Wpis z mikrobloga

Sposób na podryw - opatentowany.

Zarabiasz w #!$%@? mamony na programowaniu, kupujesz bilet na malediwy i podrabiany paszport.

Idziesz na spotkanie znanej osoby, ja wybrałem Wajdę.

Wajda reklamuje książkę "Dom nad Rozlewiskiem"

Czekasz w kolejce.

Obczajasz jakąś fajną dupę w kolejce.

Gdy dostaniesz się do Wajdy nie prosisz o autograf.

Mówisz "ty #!$%@? #!$%@?łeś ostatnią książkę, nikt nie ogląda twojego nudnego chłamu"

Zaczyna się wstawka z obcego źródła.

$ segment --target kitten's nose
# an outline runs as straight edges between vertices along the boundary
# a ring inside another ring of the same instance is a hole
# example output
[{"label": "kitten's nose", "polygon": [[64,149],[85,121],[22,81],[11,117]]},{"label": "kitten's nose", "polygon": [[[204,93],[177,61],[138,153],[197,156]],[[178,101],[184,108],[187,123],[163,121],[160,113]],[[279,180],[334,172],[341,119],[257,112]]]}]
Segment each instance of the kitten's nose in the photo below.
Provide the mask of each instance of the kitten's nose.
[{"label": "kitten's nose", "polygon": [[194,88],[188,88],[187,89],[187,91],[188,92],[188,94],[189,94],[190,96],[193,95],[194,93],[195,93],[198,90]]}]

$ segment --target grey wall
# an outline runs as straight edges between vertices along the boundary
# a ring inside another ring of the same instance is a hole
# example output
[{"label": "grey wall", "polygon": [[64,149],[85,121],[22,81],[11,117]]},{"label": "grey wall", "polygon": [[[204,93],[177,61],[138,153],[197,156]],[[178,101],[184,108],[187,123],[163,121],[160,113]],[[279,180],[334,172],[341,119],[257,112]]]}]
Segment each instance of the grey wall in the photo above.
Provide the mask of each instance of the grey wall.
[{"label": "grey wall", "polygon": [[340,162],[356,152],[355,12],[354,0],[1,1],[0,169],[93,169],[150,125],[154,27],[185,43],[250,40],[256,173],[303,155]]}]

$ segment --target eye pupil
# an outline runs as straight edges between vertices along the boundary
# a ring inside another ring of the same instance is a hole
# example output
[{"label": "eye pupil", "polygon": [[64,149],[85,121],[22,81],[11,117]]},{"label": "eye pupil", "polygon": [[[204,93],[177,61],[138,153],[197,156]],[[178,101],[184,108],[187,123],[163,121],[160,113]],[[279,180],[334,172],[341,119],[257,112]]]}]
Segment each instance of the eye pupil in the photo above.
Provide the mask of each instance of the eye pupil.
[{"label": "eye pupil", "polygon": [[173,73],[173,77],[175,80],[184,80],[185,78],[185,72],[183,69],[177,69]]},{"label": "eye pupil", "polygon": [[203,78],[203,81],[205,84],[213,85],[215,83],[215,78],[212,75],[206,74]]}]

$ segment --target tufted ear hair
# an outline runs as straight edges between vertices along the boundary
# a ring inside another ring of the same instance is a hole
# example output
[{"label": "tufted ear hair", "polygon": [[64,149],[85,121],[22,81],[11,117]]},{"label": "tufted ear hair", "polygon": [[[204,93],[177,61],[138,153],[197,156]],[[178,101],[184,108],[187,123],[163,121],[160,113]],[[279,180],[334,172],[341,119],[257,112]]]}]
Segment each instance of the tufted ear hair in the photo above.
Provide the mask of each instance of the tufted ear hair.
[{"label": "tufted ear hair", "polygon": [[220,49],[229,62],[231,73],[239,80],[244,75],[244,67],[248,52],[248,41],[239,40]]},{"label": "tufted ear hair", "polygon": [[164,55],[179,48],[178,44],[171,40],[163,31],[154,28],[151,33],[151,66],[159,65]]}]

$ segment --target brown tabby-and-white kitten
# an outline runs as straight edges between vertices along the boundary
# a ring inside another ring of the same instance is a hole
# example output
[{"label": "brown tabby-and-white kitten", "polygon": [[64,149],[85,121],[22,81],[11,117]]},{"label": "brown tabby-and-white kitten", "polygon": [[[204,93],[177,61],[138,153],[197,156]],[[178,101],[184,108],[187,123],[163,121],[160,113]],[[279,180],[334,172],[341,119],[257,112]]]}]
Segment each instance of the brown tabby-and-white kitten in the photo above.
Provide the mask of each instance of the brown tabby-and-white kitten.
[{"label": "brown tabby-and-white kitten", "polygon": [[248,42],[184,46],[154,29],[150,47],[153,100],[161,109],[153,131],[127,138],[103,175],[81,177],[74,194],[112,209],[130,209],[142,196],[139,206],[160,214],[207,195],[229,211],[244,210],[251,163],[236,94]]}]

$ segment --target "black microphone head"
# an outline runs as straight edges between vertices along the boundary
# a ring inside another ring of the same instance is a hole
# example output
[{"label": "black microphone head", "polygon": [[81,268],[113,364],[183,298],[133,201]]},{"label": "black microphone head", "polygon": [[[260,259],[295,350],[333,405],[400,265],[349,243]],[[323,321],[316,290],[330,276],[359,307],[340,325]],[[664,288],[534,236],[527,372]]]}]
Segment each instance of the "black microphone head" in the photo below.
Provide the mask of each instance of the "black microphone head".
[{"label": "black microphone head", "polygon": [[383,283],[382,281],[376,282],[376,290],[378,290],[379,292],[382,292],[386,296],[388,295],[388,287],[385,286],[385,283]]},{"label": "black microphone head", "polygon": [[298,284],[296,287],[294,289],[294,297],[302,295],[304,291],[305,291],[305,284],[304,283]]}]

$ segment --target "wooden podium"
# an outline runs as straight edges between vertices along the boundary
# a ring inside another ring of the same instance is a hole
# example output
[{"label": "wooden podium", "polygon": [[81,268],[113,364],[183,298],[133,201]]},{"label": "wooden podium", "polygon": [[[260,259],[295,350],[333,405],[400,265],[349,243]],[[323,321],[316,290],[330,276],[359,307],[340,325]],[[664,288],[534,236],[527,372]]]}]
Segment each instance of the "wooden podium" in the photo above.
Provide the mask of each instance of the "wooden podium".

Plujesz Wajdzie w twarz i odchodzisz like a boss

Wajda mówi "czekaj cwaniaczku"

Wyjmujecie swoje rewolwery i na trzy.

Raz Dwa...

Na dwa kula w łeb słynnego reżysera.

Upodobana laska mokra z zachwytu nad twoją męskością

Mówisz do niej "Ja muszę uciekać, idziesz ze mną albo dalej marnie egzystujesz".

Spieprzacie na malediwy i masz #!$%@? do końca życia.

Dalej programujesz lub kosisz trawę.